Hélios, jeune comédien originaire d’Illfurth, répète Scapin sous la houlette d’un metteur en scène exigeant, voire cruel, qu’on nomme d’ailleurs, le sorcier. Le théâtre, ce n’est pas que du texte, sinon, c’est de la « littérature en costume » ! (Citation attribuée à Jankélévitch) Si en 1869, l’exorciste était un ecclésiastique, en 2009, c’est un sorcier qui prend en charge la libération du jeune Hélios. Parallèle et dissonance. Le tissage poétique entre les deux époques, entre les deux situations engendre l’empathie et échappe au raisonnement au profit d’une compréhension intuitive.
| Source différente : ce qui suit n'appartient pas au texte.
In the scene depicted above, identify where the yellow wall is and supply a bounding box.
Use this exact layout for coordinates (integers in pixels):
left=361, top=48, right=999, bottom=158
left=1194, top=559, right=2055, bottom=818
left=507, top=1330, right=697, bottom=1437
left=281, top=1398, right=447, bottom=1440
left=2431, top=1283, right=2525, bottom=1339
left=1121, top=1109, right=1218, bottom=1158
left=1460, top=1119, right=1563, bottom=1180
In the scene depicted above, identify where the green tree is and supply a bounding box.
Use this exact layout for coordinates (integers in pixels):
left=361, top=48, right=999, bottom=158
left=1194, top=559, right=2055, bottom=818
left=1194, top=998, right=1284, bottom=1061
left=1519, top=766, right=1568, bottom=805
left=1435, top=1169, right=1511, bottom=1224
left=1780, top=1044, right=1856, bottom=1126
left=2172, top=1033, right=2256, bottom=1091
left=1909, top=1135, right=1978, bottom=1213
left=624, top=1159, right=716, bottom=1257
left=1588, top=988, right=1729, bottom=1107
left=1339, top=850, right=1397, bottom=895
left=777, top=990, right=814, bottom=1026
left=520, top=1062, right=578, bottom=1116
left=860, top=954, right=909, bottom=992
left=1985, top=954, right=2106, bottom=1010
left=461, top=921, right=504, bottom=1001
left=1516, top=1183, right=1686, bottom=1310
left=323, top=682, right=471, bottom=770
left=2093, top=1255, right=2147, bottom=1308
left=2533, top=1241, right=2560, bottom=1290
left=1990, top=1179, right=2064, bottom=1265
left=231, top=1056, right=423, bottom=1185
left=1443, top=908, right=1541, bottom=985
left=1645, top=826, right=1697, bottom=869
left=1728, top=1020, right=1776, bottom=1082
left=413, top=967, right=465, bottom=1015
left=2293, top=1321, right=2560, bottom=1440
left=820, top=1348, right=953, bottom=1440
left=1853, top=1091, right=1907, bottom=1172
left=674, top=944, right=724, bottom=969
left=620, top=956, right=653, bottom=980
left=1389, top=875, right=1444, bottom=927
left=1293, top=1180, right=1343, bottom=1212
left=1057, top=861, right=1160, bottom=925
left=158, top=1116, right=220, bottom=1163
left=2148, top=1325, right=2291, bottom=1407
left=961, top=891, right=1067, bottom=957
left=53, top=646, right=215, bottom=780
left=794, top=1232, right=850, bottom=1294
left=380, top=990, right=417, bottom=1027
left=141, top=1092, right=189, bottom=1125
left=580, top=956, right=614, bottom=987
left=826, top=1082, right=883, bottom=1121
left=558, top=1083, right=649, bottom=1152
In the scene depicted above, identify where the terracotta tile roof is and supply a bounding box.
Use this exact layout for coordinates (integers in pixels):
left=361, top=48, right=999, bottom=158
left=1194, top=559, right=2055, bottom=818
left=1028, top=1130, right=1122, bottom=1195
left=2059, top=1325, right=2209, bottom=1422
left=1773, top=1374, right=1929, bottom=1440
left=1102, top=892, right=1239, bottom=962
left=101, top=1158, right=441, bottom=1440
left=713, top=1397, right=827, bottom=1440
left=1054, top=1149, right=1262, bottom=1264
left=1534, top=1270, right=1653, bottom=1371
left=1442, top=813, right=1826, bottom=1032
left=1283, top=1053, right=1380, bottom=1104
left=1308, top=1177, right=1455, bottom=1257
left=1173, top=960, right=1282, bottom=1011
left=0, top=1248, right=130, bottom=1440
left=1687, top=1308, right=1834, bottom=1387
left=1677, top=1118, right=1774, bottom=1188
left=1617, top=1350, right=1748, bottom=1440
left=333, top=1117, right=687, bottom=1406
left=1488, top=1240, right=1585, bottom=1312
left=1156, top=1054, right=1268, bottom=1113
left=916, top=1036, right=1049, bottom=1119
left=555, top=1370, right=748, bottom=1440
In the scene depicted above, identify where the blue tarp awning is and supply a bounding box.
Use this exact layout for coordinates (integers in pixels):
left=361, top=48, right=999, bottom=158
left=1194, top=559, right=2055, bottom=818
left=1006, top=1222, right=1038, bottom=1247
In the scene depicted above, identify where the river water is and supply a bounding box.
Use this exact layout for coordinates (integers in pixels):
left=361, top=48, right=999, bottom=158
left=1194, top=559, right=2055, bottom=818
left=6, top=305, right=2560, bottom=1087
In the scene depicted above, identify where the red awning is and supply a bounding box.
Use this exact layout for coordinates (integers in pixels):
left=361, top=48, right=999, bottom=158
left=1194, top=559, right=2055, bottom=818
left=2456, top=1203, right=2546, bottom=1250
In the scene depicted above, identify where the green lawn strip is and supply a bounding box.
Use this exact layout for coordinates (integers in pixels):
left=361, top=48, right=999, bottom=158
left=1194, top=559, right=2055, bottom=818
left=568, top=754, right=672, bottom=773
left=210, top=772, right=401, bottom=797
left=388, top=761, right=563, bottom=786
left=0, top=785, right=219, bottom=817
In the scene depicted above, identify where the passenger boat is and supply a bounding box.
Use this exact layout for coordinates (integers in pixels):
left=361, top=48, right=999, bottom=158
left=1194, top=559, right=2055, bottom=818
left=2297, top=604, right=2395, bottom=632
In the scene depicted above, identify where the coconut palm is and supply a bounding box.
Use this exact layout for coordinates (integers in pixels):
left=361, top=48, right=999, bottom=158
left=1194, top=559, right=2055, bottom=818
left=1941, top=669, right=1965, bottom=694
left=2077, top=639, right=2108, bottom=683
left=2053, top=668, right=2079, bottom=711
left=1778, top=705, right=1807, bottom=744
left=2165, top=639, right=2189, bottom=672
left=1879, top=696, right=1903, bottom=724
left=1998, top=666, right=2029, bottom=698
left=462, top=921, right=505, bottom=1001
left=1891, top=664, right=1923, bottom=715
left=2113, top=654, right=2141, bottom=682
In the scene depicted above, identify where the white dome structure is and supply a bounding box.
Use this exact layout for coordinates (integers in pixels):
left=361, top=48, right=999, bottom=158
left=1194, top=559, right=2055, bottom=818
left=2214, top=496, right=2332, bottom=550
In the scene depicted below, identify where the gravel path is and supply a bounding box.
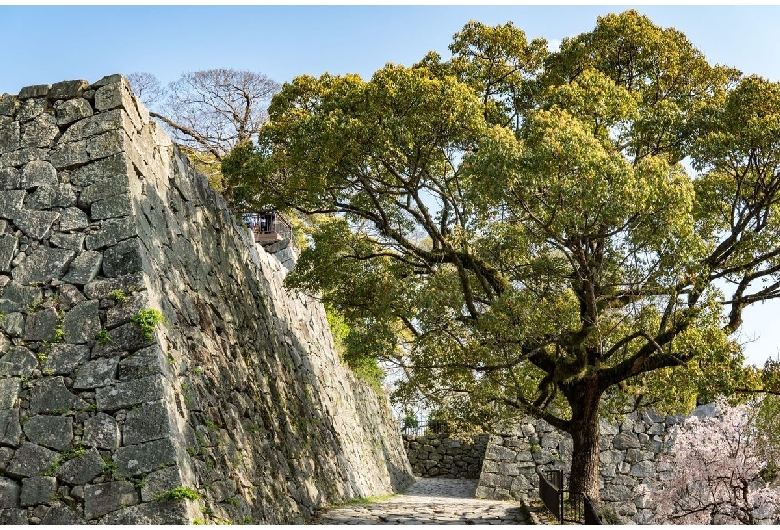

Tout humain a ses fêlures secrètes. C’est souvent la raison pour laquelle un enfant devient un artiste. Ici, comédien pour se glisser dans une autre peau, moins inconfortable… Hélios dont le prénom lumineux dit assez les espoirs parentaux, cache soigneusement plusieurs douleurs enfantines : la suspicion de son père devant son goût pour les robes de sa mère, et surtout, les viols répétés par un camarade fils d’amis des parents. Hélios est possédé, lui aussi, comme ses lointains compatriotes, par deux diables et comme eux, il devra s’en libérer avec une aide extérieure.

La construction de la pièce est habile, car non linéaire. Le spectateur est amené progressivement à faire le parallèle en découvrant les indicibles secrets du jeune homme. Mais Hélios devra aller plus loin : dans la salle du théâtre de Mulhouse, où il joue Scapin, se trouvent (entre autres) son père et son tortionnaire. Il s’agit alors de pardon. Bastien, l’agresseur, ne livrera pas les raisons de sa conduite ; il aurait besoin, lui aussi, d’un exorciste.

De retour à Illfurth, Hélios retrouve l’enfant naïf qui affrontait les dragons et le bonheur simple de la liberté.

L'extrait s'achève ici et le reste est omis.